Does this seem unfair to you? Congress gave a huge amount of money to Wall Street with little oversight, but wants to micromanage the Big Three for much less?
The CEOs of the Big Three are prostrating themselves in front of Congress this week, confessing their sins, and begging for funds to stave off bankruptcy.
What they’re asking for is small, compared to the $700 billion bailout of Wall Street – only about 5% of that amount.
So why is Congress demanding so much in return? In addition to humiliating the Big Three leaders in a most public way, Congress insists on a lot of information: How exactly are the automakers going to use the borrowed money? How are they going to fix their problems?
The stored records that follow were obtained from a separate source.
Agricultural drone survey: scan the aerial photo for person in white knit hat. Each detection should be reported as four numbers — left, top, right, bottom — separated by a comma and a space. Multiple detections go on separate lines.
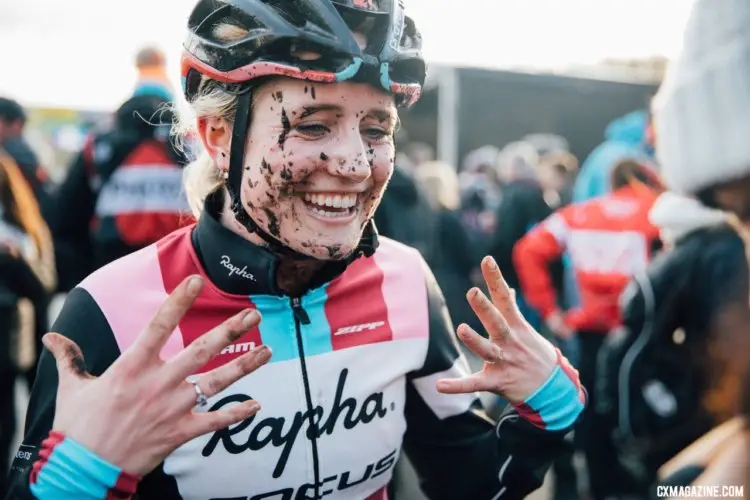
596, 0, 750, 496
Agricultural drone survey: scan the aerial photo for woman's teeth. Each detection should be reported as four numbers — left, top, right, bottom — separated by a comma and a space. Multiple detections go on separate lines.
303, 193, 357, 209
302, 192, 358, 218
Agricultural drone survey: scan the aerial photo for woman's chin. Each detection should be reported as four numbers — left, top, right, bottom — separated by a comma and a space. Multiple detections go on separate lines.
287, 237, 360, 261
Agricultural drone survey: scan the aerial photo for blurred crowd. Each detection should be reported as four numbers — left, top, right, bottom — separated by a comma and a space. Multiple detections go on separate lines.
4, 1, 750, 497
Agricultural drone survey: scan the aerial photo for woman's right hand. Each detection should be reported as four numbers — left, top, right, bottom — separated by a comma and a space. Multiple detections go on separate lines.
42, 275, 272, 476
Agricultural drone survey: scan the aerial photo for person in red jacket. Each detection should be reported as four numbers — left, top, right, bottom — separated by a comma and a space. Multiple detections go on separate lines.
514, 158, 664, 500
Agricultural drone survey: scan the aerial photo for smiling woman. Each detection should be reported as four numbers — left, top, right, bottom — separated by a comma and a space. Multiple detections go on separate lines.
189, 78, 398, 264
8, 1, 585, 500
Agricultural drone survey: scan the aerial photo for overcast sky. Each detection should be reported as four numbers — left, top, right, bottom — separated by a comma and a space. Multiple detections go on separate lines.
0, 0, 695, 110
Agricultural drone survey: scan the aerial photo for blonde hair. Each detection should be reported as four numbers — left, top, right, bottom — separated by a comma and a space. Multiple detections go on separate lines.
415, 161, 461, 211
175, 23, 250, 218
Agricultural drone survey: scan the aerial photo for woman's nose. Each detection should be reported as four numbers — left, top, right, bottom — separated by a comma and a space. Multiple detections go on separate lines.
325, 133, 372, 183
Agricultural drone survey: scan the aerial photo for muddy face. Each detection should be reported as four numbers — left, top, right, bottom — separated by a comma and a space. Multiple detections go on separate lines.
240, 79, 397, 260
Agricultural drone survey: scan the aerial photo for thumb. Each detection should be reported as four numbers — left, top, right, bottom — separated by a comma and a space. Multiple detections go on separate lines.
42, 333, 90, 385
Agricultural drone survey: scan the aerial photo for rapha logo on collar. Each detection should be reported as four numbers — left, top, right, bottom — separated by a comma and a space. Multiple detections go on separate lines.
220, 255, 256, 281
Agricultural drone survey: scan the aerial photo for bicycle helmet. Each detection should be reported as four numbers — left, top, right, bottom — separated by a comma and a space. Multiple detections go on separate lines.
181, 0, 426, 259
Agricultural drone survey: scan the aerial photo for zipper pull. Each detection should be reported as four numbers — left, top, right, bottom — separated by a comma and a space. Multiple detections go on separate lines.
291, 297, 311, 325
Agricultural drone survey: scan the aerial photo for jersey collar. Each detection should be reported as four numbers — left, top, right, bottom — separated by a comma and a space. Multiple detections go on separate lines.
191, 192, 379, 296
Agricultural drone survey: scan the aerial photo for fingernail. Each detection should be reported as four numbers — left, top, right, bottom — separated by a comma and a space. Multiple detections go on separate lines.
248, 402, 261, 412
255, 345, 272, 359
457, 324, 469, 337
242, 310, 259, 328
188, 276, 204, 295
488, 256, 498, 270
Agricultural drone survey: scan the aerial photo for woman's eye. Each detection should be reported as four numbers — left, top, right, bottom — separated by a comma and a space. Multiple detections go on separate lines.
363, 127, 391, 141
296, 123, 329, 137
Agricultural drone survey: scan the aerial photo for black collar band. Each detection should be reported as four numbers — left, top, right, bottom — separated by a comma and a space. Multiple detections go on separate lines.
192, 193, 379, 296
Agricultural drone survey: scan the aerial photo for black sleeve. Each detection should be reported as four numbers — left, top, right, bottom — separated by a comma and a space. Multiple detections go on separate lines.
701, 231, 749, 322
488, 186, 552, 289
0, 251, 46, 303
6, 287, 183, 500
5, 288, 120, 500
51, 151, 96, 291
402, 263, 575, 499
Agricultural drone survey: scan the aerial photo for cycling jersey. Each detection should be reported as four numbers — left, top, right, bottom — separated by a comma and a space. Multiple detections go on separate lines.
514, 185, 661, 333
9, 195, 582, 500
53, 94, 192, 291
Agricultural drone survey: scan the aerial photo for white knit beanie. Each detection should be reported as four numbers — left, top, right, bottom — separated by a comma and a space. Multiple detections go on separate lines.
654, 0, 750, 194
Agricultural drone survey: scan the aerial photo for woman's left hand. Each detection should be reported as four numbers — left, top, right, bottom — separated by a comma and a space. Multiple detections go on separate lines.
436, 256, 558, 403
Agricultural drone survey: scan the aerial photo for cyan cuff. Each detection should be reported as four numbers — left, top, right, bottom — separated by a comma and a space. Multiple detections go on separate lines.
513, 349, 586, 431
30, 431, 140, 500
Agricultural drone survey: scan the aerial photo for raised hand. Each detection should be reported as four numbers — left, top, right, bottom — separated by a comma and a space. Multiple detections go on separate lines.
437, 257, 558, 403
43, 275, 272, 476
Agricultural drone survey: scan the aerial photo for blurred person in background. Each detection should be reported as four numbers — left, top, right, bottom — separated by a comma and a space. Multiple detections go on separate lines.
458, 145, 502, 251
373, 163, 439, 267
133, 47, 175, 101
0, 149, 54, 493
523, 133, 578, 206
514, 158, 664, 500
487, 140, 555, 331
415, 161, 481, 333
52, 48, 190, 291
536, 150, 579, 209
574, 109, 653, 203
403, 141, 435, 171
598, 0, 750, 495
0, 99, 54, 221
0, 99, 56, 392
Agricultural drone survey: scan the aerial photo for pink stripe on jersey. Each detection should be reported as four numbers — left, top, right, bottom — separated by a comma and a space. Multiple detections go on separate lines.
80, 243, 185, 360
325, 255, 393, 351
157, 227, 260, 374
373, 239, 429, 342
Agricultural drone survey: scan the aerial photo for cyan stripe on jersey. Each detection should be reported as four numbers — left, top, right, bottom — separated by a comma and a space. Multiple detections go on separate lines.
300, 285, 334, 357
250, 295, 298, 363
522, 364, 585, 431
31, 437, 121, 499
250, 288, 335, 362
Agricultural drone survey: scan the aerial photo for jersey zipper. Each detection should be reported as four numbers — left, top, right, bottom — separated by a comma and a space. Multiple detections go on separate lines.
290, 296, 321, 497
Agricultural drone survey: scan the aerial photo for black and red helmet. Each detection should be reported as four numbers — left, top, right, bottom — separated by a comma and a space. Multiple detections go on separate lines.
180, 0, 424, 259
181, 0, 425, 107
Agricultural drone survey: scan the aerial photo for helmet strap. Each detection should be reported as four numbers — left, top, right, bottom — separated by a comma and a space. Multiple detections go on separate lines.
226, 90, 318, 260
225, 87, 378, 263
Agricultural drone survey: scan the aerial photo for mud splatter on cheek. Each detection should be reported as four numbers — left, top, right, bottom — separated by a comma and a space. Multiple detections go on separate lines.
263, 208, 281, 237
366, 143, 376, 168
320, 152, 329, 161
280, 163, 293, 181
310, 86, 316, 99
246, 173, 261, 189
278, 108, 291, 151
261, 158, 273, 173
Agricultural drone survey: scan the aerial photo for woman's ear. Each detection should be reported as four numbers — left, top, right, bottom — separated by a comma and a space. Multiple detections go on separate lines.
197, 117, 231, 171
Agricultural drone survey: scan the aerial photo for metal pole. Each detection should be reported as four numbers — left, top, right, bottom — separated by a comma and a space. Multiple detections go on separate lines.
437, 66, 459, 169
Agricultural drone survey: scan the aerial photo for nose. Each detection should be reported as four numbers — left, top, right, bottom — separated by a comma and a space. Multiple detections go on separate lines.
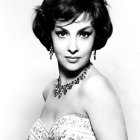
67, 37, 79, 54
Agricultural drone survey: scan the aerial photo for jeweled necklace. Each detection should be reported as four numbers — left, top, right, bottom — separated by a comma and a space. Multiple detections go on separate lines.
53, 62, 92, 99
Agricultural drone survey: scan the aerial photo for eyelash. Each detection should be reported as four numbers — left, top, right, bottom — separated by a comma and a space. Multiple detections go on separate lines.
55, 31, 92, 38
79, 32, 92, 38
55, 31, 68, 38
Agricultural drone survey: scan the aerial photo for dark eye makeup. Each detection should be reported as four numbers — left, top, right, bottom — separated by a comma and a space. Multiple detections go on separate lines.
55, 31, 68, 37
79, 31, 93, 38
54, 26, 94, 38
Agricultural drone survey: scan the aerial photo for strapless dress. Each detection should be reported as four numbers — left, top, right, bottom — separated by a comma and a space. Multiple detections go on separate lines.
27, 113, 96, 140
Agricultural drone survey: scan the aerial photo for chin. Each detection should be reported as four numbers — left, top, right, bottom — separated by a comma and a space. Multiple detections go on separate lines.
66, 64, 81, 72
58, 57, 91, 71
64, 61, 89, 72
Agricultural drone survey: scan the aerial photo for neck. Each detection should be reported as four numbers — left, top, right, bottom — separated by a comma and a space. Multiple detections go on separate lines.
58, 61, 91, 85
53, 61, 92, 98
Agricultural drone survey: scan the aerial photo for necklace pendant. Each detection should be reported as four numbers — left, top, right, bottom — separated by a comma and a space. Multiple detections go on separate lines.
58, 91, 62, 98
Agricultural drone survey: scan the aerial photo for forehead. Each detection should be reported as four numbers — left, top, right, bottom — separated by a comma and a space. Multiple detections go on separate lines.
54, 13, 93, 29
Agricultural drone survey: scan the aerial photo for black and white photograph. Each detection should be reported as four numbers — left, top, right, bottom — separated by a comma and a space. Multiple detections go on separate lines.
0, 0, 140, 140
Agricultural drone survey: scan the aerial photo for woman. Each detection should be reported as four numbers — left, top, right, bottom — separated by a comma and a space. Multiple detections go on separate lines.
28, 0, 128, 139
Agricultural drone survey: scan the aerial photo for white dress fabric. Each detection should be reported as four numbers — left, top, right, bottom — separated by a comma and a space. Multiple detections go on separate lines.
27, 113, 96, 140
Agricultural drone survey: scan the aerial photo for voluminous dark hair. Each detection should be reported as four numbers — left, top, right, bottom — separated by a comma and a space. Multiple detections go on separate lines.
32, 0, 113, 51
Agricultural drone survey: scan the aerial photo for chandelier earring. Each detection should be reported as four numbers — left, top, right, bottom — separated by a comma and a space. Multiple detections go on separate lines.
49, 46, 54, 59
93, 49, 96, 60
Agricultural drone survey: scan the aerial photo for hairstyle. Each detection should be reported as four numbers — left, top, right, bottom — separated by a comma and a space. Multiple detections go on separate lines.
32, 0, 113, 51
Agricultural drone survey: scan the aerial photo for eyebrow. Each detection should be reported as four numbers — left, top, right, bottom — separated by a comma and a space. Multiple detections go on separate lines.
55, 26, 93, 33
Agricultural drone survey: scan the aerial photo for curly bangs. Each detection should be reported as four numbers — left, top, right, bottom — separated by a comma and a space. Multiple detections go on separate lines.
32, 0, 113, 51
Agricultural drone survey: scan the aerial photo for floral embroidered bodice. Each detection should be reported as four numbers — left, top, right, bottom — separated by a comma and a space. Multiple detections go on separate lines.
27, 113, 96, 140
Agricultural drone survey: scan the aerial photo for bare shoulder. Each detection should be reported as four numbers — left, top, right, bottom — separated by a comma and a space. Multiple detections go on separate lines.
80, 69, 128, 140
81, 70, 117, 101
43, 79, 57, 102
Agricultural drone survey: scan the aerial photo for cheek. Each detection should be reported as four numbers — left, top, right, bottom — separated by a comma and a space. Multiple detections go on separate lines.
51, 33, 65, 52
79, 38, 94, 53
52, 39, 67, 55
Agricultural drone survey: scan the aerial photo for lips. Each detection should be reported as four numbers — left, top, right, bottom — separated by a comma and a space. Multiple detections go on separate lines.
65, 56, 81, 63
65, 56, 80, 59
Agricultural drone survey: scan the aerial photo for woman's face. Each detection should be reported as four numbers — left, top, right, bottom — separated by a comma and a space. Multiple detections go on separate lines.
51, 13, 95, 71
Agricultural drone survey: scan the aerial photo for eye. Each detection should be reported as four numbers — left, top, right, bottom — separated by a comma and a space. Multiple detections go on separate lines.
79, 31, 92, 38
55, 31, 68, 38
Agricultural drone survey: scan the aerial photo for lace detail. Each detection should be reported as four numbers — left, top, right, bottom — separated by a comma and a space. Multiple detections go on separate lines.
27, 113, 96, 140
27, 119, 48, 140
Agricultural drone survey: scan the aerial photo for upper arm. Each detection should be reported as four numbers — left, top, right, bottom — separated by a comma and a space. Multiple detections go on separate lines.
81, 75, 128, 140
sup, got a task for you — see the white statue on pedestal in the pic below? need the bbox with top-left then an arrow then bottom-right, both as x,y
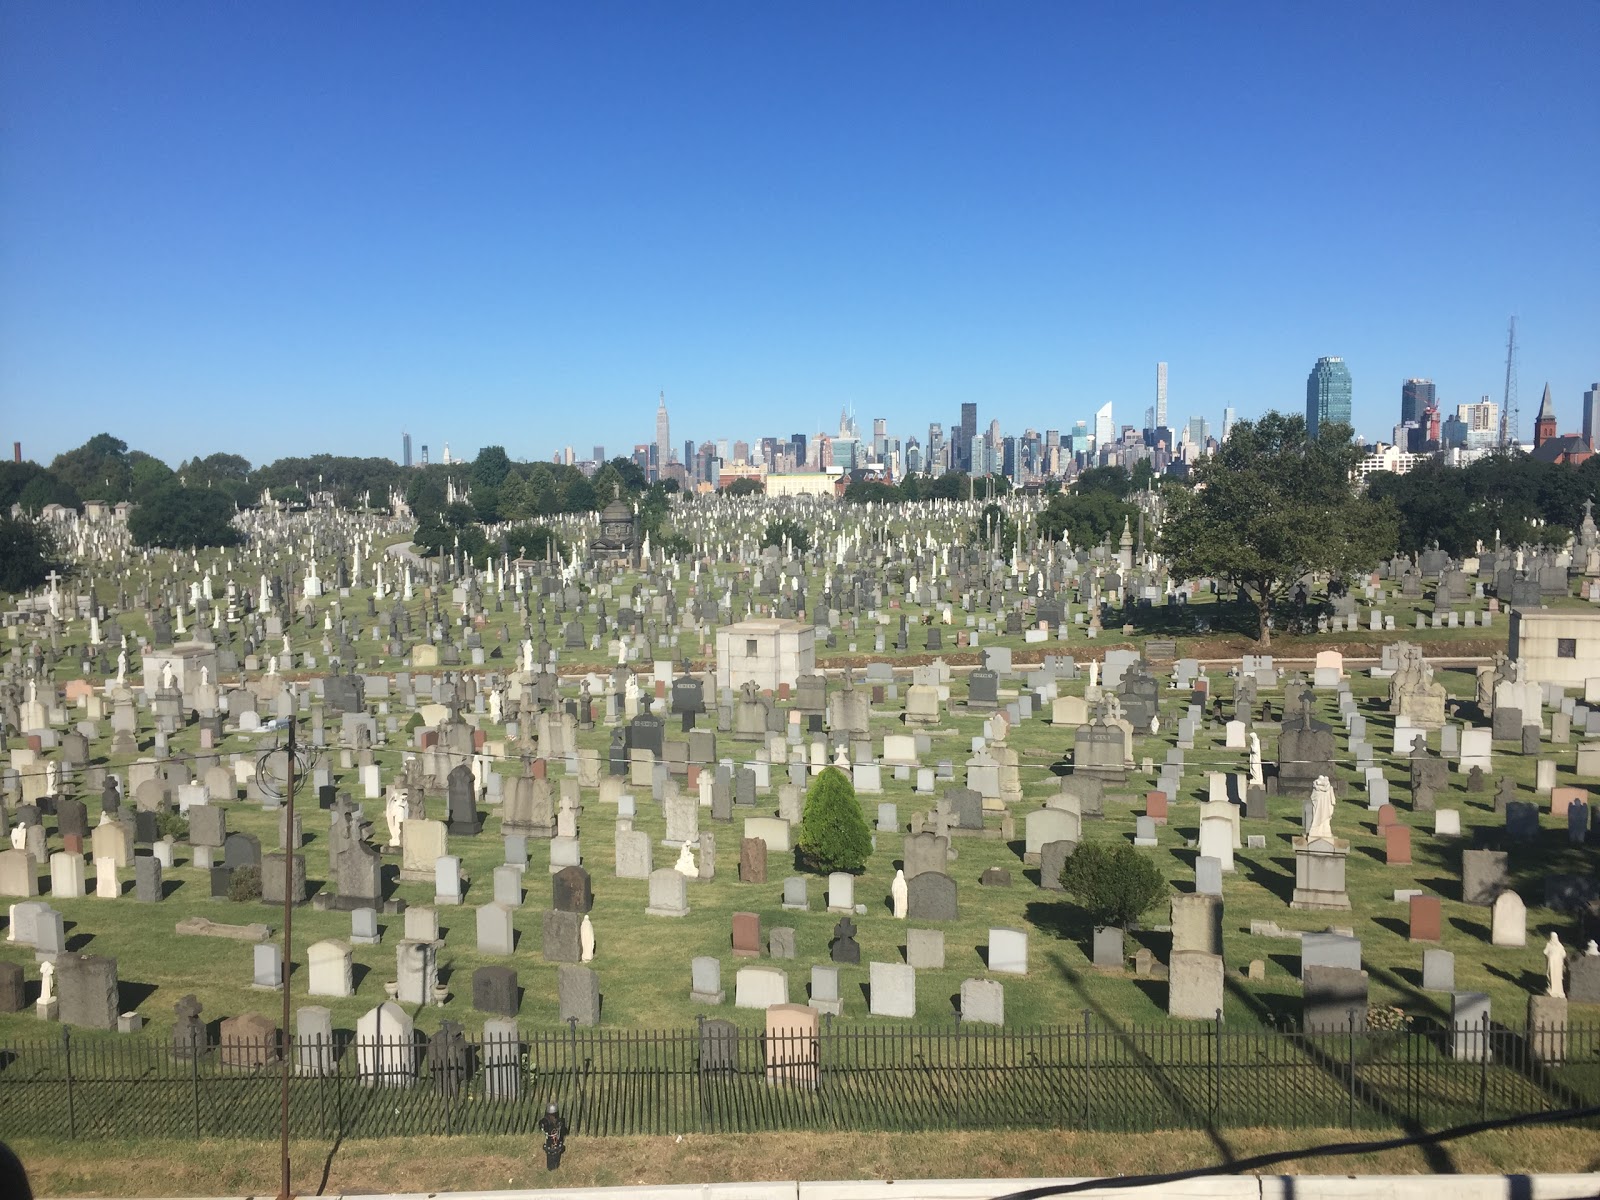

These would seem like reasonable questions if it weren’t for the comparison with the Big Bailout: Congress demanded relatively little information considering that far larger amount of money at risk. And, we learned this week that the Bush Administration has not provided adequate oversight of the Wall Street bailout, according to a report just issued by the by the US Government Accountability Office (GAO). The report also says that necessary safeguards are not in place, and there’s no way of knowing if the bailout achieves its goals.
Even more alarming – the Federal Reserve doesn’t want to monitor how an individual bank uses the bailout money! The GAO report says the Fed prefers to measure success by the bailout’s general impact on the economy.
Compare all that with Congress’s micromanagement of the auto industry restructuring.
Why the double standard?
How do you make sense of how Congress is handling the two bailout situations? Are you as alarmed as I am?